Después de años de navegar en las aguas inquietas de una empresa periodística donde se toleraba que durmiera la siesta convenientemente oculto en una sala de reuniones cerrada para mi proceso de digestión y reposo, decidí abandonar mi simulacro de profesional del medio y garantizarme la subsistencia trabajando de manera independiente en la edición de libros de investigación periodística, biografías autorizadas y no autorizadas, ensayos, etcétera, escritos mayormente por mis excompañeros de redacción, y en otras ocasiones por autores que buscaba cuando se me ocurría algún título posible. También, claro está, comencé a participar de estas columnas semanales que honran o deshonran a PERFIL, y que ya llevan, según acabo de fijarme, una continuidad de quince años.
Hará unos días, cuando iba a guardar la última que escribí en el archivo correspondiente al mes y año, advertí que en la carpeta general (“Perfil”) había columnas sueltas. Eran muchas. Pensé en ir leyéndolas una por una, ver algún indicio que me permitiera averiguar cuál sería su archivo correspondiente. Pero me dio pereza. ¿Qué importancia tendría eso, si ya habían sido publicadas? Cuando estaba a punto de cerrar la carpeta, me llamó la atención el título de una de ellas. Era “El dios abandonado III”. No recordaba haberla escrito, y tampoco recordaba haber escrito la I ni la II. Lógico, después de quince años…Pero el título me gustó, me gustó la idea de una continuidad sobre algo que no recordaba, así que la abrí y empecé a leerla.
La primera impresión fue de sorpresa. A lo largo de los años, cuando me encuentro con testimonios de mi escritura del pasado, siempre tengo la sensación de que “antes” escribía mejor. Ese antes puede ser cercano (el anteúltimo libro comparado con el último, el antepenúltimo comparado con el anteúltimo, y así). De hecho, bromeando, una vez un colega de columnas me dijo que lo único bueno que escribí en mi vida era mi primera novela, libro que, según los días, detesto o no reconozco.

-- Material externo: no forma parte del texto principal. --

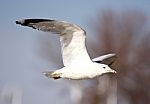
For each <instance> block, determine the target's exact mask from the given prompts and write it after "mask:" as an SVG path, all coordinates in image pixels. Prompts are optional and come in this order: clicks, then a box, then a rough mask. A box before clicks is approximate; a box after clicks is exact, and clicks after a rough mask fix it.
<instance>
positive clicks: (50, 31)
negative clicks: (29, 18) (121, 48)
mask: <svg viewBox="0 0 150 104" xmlns="http://www.w3.org/2000/svg"><path fill="white" fill-rule="evenodd" d="M16 24H20V25H22V26H28V27H32V28H33V29H38V30H41V31H44V32H52V33H55V34H59V37H60V43H61V53H62V60H63V64H64V67H63V68H61V69H59V70H55V71H45V72H43V74H44V75H45V76H47V77H49V78H54V79H59V78H65V79H90V78H94V77H97V76H100V75H102V74H105V73H116V71H115V70H113V69H111V68H110V67H109V66H110V65H111V64H112V63H113V62H114V60H115V59H116V54H113V53H112V54H107V55H103V56H100V57H97V58H94V59H93V60H91V59H90V57H89V54H88V52H87V50H86V46H85V38H86V33H85V31H84V30H83V29H82V28H80V27H79V26H77V25H74V24H71V23H68V22H65V21H57V20H49V19H24V20H20V21H16Z"/></svg>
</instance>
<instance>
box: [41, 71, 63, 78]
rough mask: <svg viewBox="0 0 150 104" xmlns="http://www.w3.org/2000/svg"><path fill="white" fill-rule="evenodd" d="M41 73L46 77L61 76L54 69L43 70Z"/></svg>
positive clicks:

Si después de ese inicio (que considero malo) escribí peor…, si de ese comienzo pésimo mis libros hubieran comenzado una declinación constante y progresiva, después de haber publicado entre veinticinco y treinta de estos, la conclusión se vuelve desesperante. Los gnósticos dicen que el mundo fue creado por Sofía, la última de las deidades en el escalafón de los poderes descendentes, aquella cuya porción de divinidad tiende a cero. Así, si un escritor, yo o cualquier otro, que en el fondo no es más que un pequeño dios de su abismo personal, crea sus propios universos bebés cada vez peores, debe ser entonces un maestro de lo deforme y aberrante. En fin. Con algo hay que consolarse. Entre la nada y la pena…
Sigamos. Abrí la columna, empecé a leer y me pareció buenísima. Sólida, muy bien escrita, fundamentada, informada. Ajena a mí. De hecho, es lo que pensé: “¿Pero cuándo pude escribir algo así?”. De pronto, entendí: ese texto no era mío, sino de alguno de los autores con los que trabajé durante años, corrigiendo y editando sus textos. “El dios abandonado III” era entonces el capítulo o comienzo de capítulo de uno de los libros que edité a lo largo de los últimos veinticinco años. Algunos de ellos me habían interesado mucho, sobre ellos trabajé, sugiriendo modificaciones, agregados, entrevistas, variaciones varias, peleándome a veces con los autores…, una vida o parte de una vida. Pero a este texto no había que tocarle ni una coma. Lo raro era que no recordaba haberlo leído, siendo que me parecía magnífico, y tampoco recordaba en absoluto a su autor. Busqué entonces la carpeta donde guardaba todos los libros que edité: había desaparecido. ¿Quién me manda tratar de pasar todo el material de mi computadora de Dropbox a Google Drive? Para peor, tampoco conservo los mails enviados por más de dos años, así que tampoco pude rastrear el nombre del autor. Por estilo, por solvencia, los restos de esa obra magnífica que pasó por mis manos pertenecen, si no me equivoco, a un autor que ya murió. Solo, internado en una clínica geriátrica, aunque no era muy viejo, atacado por sus males y excesos. El mundo no llora sus pérdidas, y él no tuvo esposa ni hijos que lo despidieran.
La semana próxima escribiré sobre lo que leí.